Optimal Health and the Synthesis of Vitamin C

Diary entry by Linus Pauling, 1980. The text reads: “L[inus] P[auling] / Found enzymes enthralling / He was filled with glee / By Vitamin C”

[Reading Cameron and Pauling’s Cancer and Vitamin C, part 4 of 9]

In their ambitious 1979 book, Cancer and Vitamin C, Ewan Cameron and Linus Pauling argued that vitamin C possessed the ability to cure cancer. As remarkable as this suggestion was, in some respects it was almost secondary to the broader biological role that Pauling and Cameron assigned to the vitamin. As they made clear in their book, much of vitamin C’s importance could be attributed to the special way that it is made by most animals…not including ourselves.


As animals, including humans, have evolved, they have lost the ability to internally synthesize certain vital nutrients, which must now be obtained through diet alone. That said, nearly every being in the animal kingdom has retained the ability to synthesize its own vitamin C. In fact, humans are among a very small subset of animals who have lost this ability over evolutionary time, such that all of our vitamin C needs must now be met through diet. If a person does not meet this dietary need, they will develop scurvy, grow sick and eventually die. Therefore, it is paramount that humans regularly consume a baseline amount of vitamin C.

In addition to vitamin C, humans also cannot synthesize vitamins A, B1, B2, B6, and niacin, all of which are also essential for life. A deficiency in niacin, for example, can lead to pellagra, a primary disease of the skin which can result in death. Likewise, a deficiency in vitamin B1 can manifest as beriberi, a potentially fatal disease of the nervous system. But even though the absence of these nutrients will usher in dire consequences, humans have lost their ability to produce them internally.

Why is this so? The basic prevailing theory is that even though these nutrients are vital for life, food-based sources have historically been so plentiful that there was no need for the nutrients to be produced “in house.” Moreover, from an evolutionary perspective, obtaining a nutrient from a food source, rather than through self-synthesis, offers significant advantages, since it can require a lot of energy to internally produce nutrition. Once freed from the burden of self-synthesis, an organism becomes capable of applying that store of energy toward other activities.

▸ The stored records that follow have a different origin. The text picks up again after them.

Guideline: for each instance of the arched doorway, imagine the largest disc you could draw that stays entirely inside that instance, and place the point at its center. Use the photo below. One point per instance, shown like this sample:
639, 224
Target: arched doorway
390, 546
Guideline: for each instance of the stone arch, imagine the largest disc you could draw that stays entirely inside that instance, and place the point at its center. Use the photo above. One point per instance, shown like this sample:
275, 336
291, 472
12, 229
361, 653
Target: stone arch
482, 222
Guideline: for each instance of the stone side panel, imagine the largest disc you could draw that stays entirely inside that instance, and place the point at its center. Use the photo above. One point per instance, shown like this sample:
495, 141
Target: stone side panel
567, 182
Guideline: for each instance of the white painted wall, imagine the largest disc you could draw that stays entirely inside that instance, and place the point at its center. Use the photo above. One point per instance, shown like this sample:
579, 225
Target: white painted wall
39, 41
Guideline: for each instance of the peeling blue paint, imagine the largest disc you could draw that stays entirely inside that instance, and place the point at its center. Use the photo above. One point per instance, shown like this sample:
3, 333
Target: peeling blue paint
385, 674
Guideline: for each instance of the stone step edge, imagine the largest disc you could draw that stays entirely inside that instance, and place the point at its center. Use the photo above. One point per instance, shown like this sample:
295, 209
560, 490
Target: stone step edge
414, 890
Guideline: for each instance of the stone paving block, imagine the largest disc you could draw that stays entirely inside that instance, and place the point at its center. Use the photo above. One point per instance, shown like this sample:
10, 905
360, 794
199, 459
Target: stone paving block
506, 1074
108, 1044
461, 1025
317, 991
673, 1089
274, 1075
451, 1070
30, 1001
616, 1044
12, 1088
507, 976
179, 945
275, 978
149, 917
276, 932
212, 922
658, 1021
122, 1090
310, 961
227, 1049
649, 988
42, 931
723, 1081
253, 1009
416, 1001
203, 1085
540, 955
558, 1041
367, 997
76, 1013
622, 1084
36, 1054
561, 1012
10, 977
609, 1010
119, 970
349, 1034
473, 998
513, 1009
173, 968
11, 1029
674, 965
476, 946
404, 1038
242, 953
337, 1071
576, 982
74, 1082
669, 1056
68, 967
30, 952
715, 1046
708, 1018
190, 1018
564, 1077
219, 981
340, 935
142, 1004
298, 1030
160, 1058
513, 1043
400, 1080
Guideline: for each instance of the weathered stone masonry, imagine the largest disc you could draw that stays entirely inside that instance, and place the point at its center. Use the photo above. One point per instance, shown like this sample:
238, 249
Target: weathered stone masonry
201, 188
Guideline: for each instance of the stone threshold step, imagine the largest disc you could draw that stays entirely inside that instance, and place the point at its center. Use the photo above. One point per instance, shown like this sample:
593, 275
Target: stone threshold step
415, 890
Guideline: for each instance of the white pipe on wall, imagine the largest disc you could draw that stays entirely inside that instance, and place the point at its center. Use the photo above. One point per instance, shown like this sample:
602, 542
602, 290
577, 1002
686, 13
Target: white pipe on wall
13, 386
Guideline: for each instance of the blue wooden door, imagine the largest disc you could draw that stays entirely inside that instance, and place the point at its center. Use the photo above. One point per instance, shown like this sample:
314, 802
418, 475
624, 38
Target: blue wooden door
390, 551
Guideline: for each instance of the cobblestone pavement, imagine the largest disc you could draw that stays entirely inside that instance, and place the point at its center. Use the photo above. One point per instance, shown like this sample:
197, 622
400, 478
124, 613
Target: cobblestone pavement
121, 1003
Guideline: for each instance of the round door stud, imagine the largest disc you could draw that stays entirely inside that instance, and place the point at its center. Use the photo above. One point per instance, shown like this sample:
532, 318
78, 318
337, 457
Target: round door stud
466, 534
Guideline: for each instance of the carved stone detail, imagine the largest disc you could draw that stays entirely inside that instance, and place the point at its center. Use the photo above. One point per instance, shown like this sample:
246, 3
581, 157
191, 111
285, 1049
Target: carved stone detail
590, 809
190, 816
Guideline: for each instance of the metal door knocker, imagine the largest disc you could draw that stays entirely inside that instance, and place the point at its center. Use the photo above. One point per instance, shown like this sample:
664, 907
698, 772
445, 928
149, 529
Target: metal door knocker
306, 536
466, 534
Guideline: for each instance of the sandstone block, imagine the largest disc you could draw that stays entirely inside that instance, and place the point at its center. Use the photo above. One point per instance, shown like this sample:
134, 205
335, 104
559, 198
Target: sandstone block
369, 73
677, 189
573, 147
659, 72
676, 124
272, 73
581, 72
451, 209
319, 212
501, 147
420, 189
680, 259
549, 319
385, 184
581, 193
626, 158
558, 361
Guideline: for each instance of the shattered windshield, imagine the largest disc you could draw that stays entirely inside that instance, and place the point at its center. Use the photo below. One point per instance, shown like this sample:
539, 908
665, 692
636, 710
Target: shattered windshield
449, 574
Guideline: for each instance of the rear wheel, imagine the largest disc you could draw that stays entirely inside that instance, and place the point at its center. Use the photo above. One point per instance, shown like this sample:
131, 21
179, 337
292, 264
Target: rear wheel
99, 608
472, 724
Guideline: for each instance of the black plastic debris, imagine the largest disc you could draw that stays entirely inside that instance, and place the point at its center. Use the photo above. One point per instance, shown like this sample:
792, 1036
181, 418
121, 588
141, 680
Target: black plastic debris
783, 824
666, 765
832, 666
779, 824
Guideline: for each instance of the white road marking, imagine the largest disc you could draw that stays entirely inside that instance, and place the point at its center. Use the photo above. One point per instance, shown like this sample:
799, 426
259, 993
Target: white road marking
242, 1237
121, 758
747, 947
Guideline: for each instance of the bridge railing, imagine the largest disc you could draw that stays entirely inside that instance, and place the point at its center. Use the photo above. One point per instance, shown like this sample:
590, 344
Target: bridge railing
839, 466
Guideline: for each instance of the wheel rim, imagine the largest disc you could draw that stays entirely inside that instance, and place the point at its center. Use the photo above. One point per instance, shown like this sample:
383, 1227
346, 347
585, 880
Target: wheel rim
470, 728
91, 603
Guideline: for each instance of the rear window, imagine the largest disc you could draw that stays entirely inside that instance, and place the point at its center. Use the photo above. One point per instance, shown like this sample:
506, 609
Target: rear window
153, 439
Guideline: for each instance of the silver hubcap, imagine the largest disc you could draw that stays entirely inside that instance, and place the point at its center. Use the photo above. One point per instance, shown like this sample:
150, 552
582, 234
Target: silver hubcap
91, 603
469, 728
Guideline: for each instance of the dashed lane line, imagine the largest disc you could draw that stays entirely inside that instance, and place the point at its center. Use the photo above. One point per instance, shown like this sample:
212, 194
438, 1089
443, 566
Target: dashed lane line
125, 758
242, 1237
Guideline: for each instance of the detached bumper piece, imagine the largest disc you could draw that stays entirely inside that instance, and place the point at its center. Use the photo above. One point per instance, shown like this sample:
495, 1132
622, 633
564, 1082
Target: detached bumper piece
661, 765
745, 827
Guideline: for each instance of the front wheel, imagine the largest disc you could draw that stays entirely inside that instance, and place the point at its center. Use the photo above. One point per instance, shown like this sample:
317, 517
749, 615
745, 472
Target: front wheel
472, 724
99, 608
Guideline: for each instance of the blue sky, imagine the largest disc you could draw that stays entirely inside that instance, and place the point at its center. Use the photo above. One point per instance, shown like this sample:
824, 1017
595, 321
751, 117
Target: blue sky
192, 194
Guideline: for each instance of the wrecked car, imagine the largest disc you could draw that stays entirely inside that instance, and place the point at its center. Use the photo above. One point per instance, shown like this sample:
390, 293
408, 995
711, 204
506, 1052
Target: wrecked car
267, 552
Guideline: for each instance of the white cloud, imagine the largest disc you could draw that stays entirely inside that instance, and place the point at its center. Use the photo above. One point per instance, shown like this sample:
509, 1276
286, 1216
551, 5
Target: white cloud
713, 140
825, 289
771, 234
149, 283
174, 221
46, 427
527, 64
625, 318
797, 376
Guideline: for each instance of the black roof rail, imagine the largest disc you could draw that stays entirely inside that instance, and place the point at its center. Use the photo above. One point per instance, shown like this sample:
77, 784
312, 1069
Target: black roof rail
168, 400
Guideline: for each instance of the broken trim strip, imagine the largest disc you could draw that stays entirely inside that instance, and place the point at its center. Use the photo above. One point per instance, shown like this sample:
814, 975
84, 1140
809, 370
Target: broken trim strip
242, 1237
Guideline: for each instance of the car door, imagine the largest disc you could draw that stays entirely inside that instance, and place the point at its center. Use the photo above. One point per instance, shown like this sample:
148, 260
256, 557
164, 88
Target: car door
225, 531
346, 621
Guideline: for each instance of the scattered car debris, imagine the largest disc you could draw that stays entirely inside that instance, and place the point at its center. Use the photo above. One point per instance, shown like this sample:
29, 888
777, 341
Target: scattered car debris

But vitamin C seems to be a special case. Despite the evolutionary advantages of obtaining nutrition from food sources, every studied animal on Earth continues to synthesize it internally except for the following: humans, primates, guinea pigs, one species of fruit eating bat, a South Asian bird called the red vented bulbul, some grasshoppers, and fish in the trout family. For Pauling and Cameron, the tenacity with which animals have held on to the ability to produce their own vitamin C was further proof of its importance.


So again, why not humans too? Why have we lost this ability? Pauling and Cameron believed it was due to an evolutionary quirk.

As we have noted, there are evolutionary advantages to losing the ability to synthesize vitamin C. If two animals are competing for resources, the animal that is not also preoccupied with the internal process of generating its own nutrition will theoretically outcompete an opponent that is hamstrung with that energy burden. Pauling and Cameron believed that, at some point in the past, a mutant human ancestor who could not synthesize its own vitamin C successfully outcompeted other human ancestors, and was able to do so because, at that time – around 50 million years ago – its environment was abundant in vitamin C-rich foods. As the mutant bred and passed along its genetics to its progeny, its traits continued to outcompete, out-mate, and eventually eliminate vitamin C-synthesizing humans altogether. Pauling and Cameron posited that a similar situation arose with other animals, including primates, who have also lost their ability to synthesize vitamin C.

And while that idea makes intuitive sense, one still wonders why nearly all other animals have retained their capacity for vitamin C synthesis, even while losing the ability to internally produce other nutrients. The answer, according to Pauling and Cameron, is two-fold. Point one is that vitamin C is objectively important, and this special importance meant that animals tended to retain the ability to synthesize it. Crucially for humans, point two is that animals’ true need for vitamin C is far greater than what can be obtained through diet alone. In this sense, even though the human mutants were able to outcompete their synthesizing foes for a time by obtaining vitamin C through diet, maintaining that diet was not sustainable for a growing population, and perhaps the mutants never truly obtained enough vitamin C after all.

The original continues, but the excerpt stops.